संयोगाभावे गुरुत्वात् पतनम् ॥५।१।७॥
Saṃyogābhāve gurutvāt patanam (5.1.7)
In the absence of action, the object falls by gravity.
कार्य्यविरोधि कर्म ॥१।१।१४॥
Kāryyavirodhi karma (1.1.14).
Action is opposed by reaction.
These are extracts from the Vaiśeṣika Sūtra and are attributed to Kaṇāda. Sound familiar?
Also, have you ever heard of कणाद (Kaṇāda)? He was an ancient Indian Rishi and philosopher who founded the Vaisheshika school of Indian philosophy that also represents the earliest Indian physics.

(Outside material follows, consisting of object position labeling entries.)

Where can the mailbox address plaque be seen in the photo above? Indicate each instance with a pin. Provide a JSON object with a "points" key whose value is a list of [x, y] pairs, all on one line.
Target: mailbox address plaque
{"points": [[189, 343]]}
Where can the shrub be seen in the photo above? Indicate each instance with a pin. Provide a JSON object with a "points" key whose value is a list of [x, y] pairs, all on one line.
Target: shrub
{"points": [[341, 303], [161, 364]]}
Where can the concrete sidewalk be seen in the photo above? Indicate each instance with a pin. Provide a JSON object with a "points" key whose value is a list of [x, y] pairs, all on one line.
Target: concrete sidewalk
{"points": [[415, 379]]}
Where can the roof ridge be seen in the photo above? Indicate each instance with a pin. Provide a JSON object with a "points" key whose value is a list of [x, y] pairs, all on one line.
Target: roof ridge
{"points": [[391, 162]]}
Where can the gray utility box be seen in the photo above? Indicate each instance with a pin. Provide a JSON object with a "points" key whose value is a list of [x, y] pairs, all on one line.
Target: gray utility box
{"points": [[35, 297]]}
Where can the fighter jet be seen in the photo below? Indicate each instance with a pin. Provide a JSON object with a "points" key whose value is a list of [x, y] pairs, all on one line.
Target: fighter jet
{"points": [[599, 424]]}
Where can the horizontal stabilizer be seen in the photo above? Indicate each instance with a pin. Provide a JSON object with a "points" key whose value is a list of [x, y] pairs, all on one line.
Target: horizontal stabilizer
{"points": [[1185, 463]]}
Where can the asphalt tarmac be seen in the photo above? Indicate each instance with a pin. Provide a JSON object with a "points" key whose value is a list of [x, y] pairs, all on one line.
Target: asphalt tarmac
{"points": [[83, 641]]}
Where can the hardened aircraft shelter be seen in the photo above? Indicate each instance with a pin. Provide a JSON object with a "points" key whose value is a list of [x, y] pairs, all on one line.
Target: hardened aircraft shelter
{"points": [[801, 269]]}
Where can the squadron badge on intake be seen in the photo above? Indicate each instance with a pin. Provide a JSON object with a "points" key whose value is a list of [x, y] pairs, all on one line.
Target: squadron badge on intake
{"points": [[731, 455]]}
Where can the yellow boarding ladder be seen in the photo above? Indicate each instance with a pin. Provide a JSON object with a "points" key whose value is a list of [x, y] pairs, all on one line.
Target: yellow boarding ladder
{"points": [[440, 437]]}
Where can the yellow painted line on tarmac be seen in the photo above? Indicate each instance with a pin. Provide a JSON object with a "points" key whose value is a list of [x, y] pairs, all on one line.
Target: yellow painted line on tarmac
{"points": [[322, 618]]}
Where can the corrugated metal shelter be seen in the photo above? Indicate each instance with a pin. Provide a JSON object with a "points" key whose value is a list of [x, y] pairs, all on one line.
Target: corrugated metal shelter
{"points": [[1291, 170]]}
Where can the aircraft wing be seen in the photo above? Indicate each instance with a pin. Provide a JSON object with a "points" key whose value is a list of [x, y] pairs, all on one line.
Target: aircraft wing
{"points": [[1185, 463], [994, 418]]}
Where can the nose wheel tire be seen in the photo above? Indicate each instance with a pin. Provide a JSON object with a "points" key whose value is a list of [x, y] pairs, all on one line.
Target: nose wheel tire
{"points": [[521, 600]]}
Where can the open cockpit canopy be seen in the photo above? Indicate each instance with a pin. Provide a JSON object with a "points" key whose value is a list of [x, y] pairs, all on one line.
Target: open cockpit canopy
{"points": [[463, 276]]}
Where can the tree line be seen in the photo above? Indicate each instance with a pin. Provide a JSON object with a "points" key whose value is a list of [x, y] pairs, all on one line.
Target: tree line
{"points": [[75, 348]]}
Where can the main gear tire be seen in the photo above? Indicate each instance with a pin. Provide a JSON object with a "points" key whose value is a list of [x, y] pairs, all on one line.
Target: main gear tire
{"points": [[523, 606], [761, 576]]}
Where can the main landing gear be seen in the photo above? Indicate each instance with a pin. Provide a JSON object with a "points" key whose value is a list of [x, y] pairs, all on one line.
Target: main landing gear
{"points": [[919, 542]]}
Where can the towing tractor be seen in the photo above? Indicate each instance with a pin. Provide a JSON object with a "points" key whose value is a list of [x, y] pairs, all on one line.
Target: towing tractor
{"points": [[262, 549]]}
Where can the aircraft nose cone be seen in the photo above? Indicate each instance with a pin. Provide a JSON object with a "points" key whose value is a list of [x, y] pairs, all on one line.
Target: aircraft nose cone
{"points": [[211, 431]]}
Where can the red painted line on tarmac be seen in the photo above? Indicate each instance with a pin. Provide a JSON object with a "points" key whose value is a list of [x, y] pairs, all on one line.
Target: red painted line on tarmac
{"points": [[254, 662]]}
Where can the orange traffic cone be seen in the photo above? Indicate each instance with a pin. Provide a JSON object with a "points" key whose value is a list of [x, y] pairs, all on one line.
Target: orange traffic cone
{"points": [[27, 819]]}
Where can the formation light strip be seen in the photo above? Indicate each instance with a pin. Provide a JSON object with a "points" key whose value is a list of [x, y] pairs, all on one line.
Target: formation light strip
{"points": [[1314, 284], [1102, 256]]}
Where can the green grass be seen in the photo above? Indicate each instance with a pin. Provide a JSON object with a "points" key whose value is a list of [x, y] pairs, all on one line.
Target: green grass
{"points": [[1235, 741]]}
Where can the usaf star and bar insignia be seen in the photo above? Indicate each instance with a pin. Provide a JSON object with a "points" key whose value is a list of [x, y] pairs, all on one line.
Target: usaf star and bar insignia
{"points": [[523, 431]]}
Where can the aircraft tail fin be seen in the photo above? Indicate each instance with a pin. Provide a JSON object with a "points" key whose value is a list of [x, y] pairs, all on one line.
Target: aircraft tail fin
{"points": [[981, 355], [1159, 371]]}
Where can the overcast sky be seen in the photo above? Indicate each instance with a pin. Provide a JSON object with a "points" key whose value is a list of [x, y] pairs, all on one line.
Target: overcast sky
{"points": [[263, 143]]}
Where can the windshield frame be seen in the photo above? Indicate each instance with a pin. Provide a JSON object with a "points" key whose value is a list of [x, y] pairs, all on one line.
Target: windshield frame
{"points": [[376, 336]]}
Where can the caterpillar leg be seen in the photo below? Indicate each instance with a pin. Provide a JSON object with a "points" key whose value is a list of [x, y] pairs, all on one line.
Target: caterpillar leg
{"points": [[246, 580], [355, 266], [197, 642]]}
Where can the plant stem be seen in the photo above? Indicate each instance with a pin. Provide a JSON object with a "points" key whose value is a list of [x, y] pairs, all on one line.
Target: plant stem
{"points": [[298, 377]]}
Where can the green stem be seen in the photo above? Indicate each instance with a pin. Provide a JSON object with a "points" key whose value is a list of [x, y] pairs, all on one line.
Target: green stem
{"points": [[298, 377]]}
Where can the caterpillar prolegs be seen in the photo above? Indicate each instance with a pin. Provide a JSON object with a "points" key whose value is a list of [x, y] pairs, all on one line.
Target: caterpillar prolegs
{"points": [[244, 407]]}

He lived in 6th Century BCE.
His traditional name “Kaṇāda” means “atom eater”, and he is known for developing the foundations of an atomistic approach to physics and philosophy in the the Vaiśeṣika Sūtra, also known as the Kaṇāda Sutras.
Kaṇāda suggested that everything can be subdivided, but this subdivision cannot go on forever, and there must be smallest entities (paramanu) that cannot be divided, that are eternal, that aggregate in different ways to yield complex substances and bodies with unique identity, a process that involves heat, and this is the basis for all material existence.
Back to the two sutras above. If they sounded familiar, I don’t blame you. Read the two sentences below:
1. An object remains in the state of rest or motion unless acted upon by a force
2. To every action there is an equal and opposite reaction.”
The above are two laws of motion, made famous by Newton in the 16th century, or around a thousand years after Kaṇāda.
And the laws were well established by Kaṇāda when Newton’s ancestors were still err..in the woods.
The funny thing is that you know all about Newton and his apples, and have hardly heard of Kaṇāda, the actual proponent of these theories.
Something very wrong in the Indian educational system yes? Thought all this would have been corrected by now!